Health Outcomes Lag, Costs Rise.Health Outcomes Lag, Costs Rise
Published: Nov 12, 2013
By Joyce Frieden, News Editor, MedPage Today
Health outcomes in the U.S. lag behind those of other countries even as the cost of healthcare continued to rise, according to health policy experts.
“Despite the increases in resources devoted to healthcare, multiple health metrics, including life expectancy at birth and survival with many diseases, shows the United States trailing peer nations,” Hamilton Moses III, MD, of the Alerion Institute in North Garden, Va., and colleagues wrote online Tuesday in the Journal of the American Medical Association.
People in the U.S. also are sicker than their counterparts in other countries belonging to the Organization for Economic Cooperation and Development (OECD), they continued, with cardiovascular disease, perinatal disorders, respiratory diseases, and infectious diseases such as HIV accounting for 75% of the deviation.
Although the U.S. lags on these indicators, in 2011 healthcare expenditures stood at $2.7 trillion, or 17.9% of GDP — double the percentage in 1980 and 4.2% more than the average for the other members of the OECD. Overall healthcare costs increased 2.9% a year between 2000 and 2010 and prices of hospital care, healthcare provider services, drugs and devices, and administrative costs accounted for 91% of those cost increases, rather than increases in demand or the aging population, the authors noted.
In addition, they continued, changes are taking place in the way care is being paid for. There has been an 83% drop in personal spending for physician services and drugs, with the slack taken up by government programs and private insurers, which together pay more than 90% of hospital and doctor costs and 80% of nursing home care.
Chronic illness costs for those under 65 make up 67% of healthcare spending, underscoring the need for “more sophisticated and better coordinated approaches to common conditions,” they said.
The cost landscape also has been affected by the move toward consolidation. Hospitals have been buying up competitors as well as physician practices and insurers have been buying up competitors. “The most striking example,” Moses and colleagues wrote, “in all but five states, the top one or two insurers have market shares of more than 50%, and in 18 states they have shares higher than 75%.”
Marketplace consolidation may decrease physician independence and cause doctors to become frustrated, the authors suggested. On the other hand, patient demand for easy physician access has brought on the growth of concierge medicine with its independent physician groups. “In response, some states (e.g., Massachusetts, Oregon) have considered discouraging growth of concierge medicine via regulation and physician licensing laws.”
In addition to other changes in the marketplace, more resources are being put into the adoption of health information technology, although those investments have yet to bear much fruit aside from automated drug interaction monitoring, they wrote.
But, although healthcare costs have tripled in real terms over the past 2 decades, “in the last 8 years, the trend in cost has moderated. … A general drive to measure and manage for value and accountability, for outcomes, and for spending has emerged, and it appears to have sustained momentum,” according to the authors.
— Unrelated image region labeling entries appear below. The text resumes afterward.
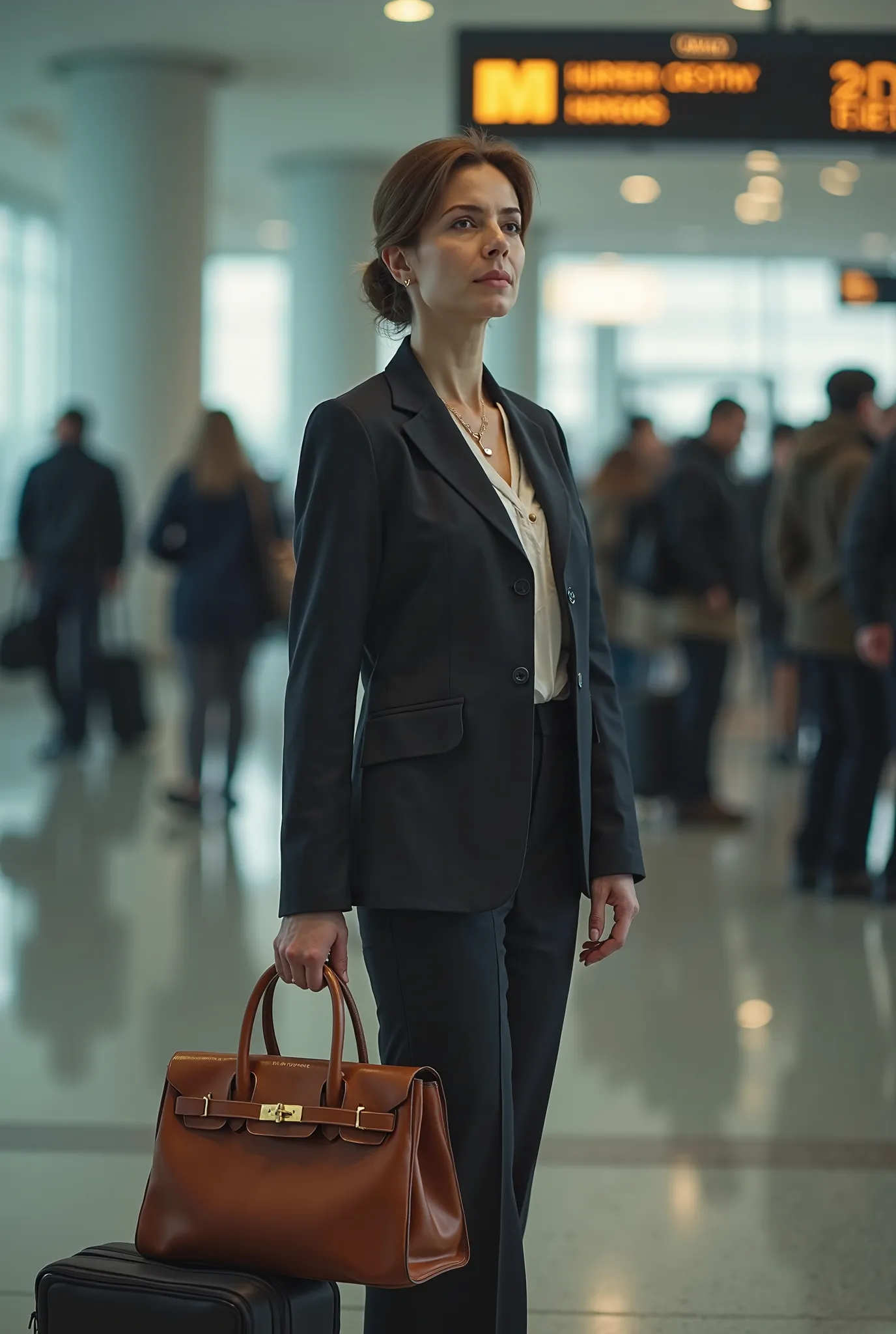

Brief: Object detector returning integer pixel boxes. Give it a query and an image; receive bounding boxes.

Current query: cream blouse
[453,403,569,704]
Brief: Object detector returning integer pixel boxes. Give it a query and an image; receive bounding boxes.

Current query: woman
[148,411,276,814]
[275,134,643,1334]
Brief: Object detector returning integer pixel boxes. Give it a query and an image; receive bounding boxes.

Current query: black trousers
[359,702,581,1334]
[183,639,252,789]
[796,655,889,873]
[37,565,102,746]
[676,638,729,803]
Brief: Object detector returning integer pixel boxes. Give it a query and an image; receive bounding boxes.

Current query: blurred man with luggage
[662,399,747,829]
[768,369,889,896]
[19,407,124,760]
[845,421,896,901]
[744,421,800,765]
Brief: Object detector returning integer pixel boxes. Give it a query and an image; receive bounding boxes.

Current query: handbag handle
[234,963,367,1107]
[261,975,369,1066]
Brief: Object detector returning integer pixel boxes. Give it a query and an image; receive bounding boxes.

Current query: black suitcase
[620,690,679,797]
[103,652,149,746]
[31,1242,339,1334]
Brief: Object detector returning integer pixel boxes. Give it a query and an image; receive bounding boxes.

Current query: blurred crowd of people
[11,407,283,812]
[583,369,896,898]
[8,369,896,898]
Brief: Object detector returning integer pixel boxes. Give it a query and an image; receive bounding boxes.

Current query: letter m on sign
[473,60,559,126]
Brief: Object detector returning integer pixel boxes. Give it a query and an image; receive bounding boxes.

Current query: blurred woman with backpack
[148,411,281,814]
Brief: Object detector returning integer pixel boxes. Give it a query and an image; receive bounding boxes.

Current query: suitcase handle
[234,963,368,1107]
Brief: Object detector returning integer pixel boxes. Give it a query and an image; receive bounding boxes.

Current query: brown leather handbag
[136,967,469,1287]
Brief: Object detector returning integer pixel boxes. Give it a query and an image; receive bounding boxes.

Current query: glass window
[541,255,896,474]
[203,255,290,477]
[0,205,60,555]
They posited a number of possible causes for the poorer outcomes performance of the U.S., including different cultural norms on health-related issues such as gun ownership, unprotected sex, drug use, seat belts, as well as differences in obesity and risk of trauma. “Other [causes] are directly or indirectly attributable to differences in care, such as delays in treatment due to lack of insurance and fragmentation of care between different physicians and hospitals.”
And they noted that resistance to change may prove to be a problem in continuing the moderation in cost increases, particularly if patients decide not to challenge decisions by their health plan. “The medical profession has spent decades discouraging medical paternalism in all its manifestations,” Moses and colleagues suggested. “To have it reemerge in another form would be unfortunate and counterproductive.”
But there is hope, they wrote. “Physicians and advance practice nurses, spurred by a new, younger generation, might prove highly receptive to altered incentives, bring new objectivity, and embrace broader measures of success, such as those that reflect the value of their clinical judgment and their ability to engage patients in decisions having major gravity. Physicians and nurses, not ‘Big Med,’ ‘Big Pay,’ or the government, could become the main sources of service innovation.”
The authors called for “a new discussion — ideally out of the political arena and with self-interest held at bay — among all of the involved constituencies,” aimed at making better choices concerning healthcare delivery and financing.